Portugal’s Director General of Energy and Geology said today that the two Algarve on-shore drilling concessions awarded to Portfuel, owned by Sousa Cintra (pictured), "complied with the requirements" and that he did not have any choice in the matter.
Carlos Almeida said his directorate had no choice but to send a positive assessment to the ministry as Portfuel’s concession contract for the exploration and exploitation and extraction of oil "met all the necessary requirements," a claim vehemently disputed by activists.
At a hearing of the Commission for the Economy, Innovation and Public Works, the Director General of Energy and Geology, Carlos Almeida, said that "Effectively, the company met the requirements, although the Directorate posed some questions about the plan Portfuel had presented as it should have be better presented."
Campaigners point out that a key requirement from Portfuel was a three years' trading and safety record, something Portfuel could never provide as the company was only set up to apply for the oil and gas exploration licenses on offer, that it lacked records and had no specialist staff - in summary, Portfuel was not an oil and gas exploration company and should not have been allowed to continue its application.

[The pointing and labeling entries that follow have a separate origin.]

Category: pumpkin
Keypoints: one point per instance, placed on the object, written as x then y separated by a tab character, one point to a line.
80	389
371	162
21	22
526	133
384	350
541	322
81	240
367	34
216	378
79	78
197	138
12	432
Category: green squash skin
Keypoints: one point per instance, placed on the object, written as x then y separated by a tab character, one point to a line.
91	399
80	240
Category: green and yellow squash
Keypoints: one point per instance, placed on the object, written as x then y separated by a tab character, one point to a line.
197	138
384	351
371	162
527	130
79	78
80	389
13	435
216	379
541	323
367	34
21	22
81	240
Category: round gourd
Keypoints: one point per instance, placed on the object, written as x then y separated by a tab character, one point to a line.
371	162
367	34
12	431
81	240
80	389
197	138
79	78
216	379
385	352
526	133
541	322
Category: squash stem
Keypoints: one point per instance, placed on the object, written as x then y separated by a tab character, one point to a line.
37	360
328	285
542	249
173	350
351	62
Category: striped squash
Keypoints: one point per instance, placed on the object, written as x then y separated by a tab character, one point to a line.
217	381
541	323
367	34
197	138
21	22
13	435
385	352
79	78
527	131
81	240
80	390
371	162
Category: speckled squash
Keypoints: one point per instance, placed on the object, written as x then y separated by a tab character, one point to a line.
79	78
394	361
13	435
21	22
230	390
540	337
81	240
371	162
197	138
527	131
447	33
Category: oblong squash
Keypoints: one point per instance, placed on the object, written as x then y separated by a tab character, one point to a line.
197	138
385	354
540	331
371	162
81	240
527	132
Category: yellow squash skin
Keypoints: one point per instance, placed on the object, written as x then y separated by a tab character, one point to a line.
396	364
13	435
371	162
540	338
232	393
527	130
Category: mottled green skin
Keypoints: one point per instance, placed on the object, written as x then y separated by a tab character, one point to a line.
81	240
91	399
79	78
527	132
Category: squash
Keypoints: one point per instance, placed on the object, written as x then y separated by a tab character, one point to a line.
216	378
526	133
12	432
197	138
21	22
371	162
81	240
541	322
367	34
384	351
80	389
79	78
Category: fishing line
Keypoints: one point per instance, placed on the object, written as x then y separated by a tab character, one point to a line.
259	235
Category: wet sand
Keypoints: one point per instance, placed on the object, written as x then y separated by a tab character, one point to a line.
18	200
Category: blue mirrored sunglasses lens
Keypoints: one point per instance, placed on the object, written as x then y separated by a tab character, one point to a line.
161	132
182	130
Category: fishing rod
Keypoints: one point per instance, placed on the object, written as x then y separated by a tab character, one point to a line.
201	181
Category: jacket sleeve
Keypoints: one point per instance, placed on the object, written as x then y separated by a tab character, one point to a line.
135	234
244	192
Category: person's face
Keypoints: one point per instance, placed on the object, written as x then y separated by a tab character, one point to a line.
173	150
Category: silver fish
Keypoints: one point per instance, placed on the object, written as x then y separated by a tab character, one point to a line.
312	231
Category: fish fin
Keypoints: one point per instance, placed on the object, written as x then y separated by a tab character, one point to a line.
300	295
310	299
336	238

Almeida’s Directorate did question some of the technical details of Portfuel's work plan but left the final political decision “in the hands of the Government of the time,” namely the former Minister for the Environment, Jorge Moreira da Silva.
Almeida said that the Minister could always have decided not to sign the exploration and extraction concessions but that "it was up to the Minister, he was in charge. It’s not for me to say anything more about it."
In fact Almeida had expressed his concern about Portfuel's suitability to Jorge Moreira da Silva but the deal went ahead at the Minister's insistence.
The current government asked the Attorney General's Advisory Council to give an opinion on the two contracts.
The conclusion was that the Portfuel deals were valid, but that even if they had not been valid, a six month period had gone by, so the government could not have challenged the deals anyway.